Study results show that a mere 14.2 percent of respondents, as opposed to 20 percent in 2014, predict business opportunities in the country over the coming six months. The figure is among the lowest worldwide, and indicative of the depressed economic juncture in the country, in tandem with the uncertainty that was rife throughout much of 2015, Greece's "annus horribilis".

Based on the findings of the GEM study, half of the new business ventures that began in Greece in 2015 required capital exceeding 30,000 euros, a figure that is nearly double the average European figure of 16,400 euros. The figure is even higher than the sum required in so-called high-income countries, where the average is 24,000 euros.

Additionally, new Greek companies with business activity aimed at foreign markets need an even greater sum as startup capital, calculated at 66,000 euros -- a little more than double the European average of 32,000 euros.
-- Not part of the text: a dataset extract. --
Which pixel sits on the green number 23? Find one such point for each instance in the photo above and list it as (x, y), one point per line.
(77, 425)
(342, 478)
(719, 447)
In terms of financing, various vehicles are used, especially with the maturity of the National Strategic Reference Framework (NSRF) funding programs over recent years, with 44 percent of respondents saying they have exploited some form of subsidization via state-run EU programs, as opposed to 24 percent of respondents on a Europe-wide level.

In a more traditional form of funding, 35 percent of respondents said they turned to family members for startup capital, up from 24 percent in so-called "innovation-based" countries.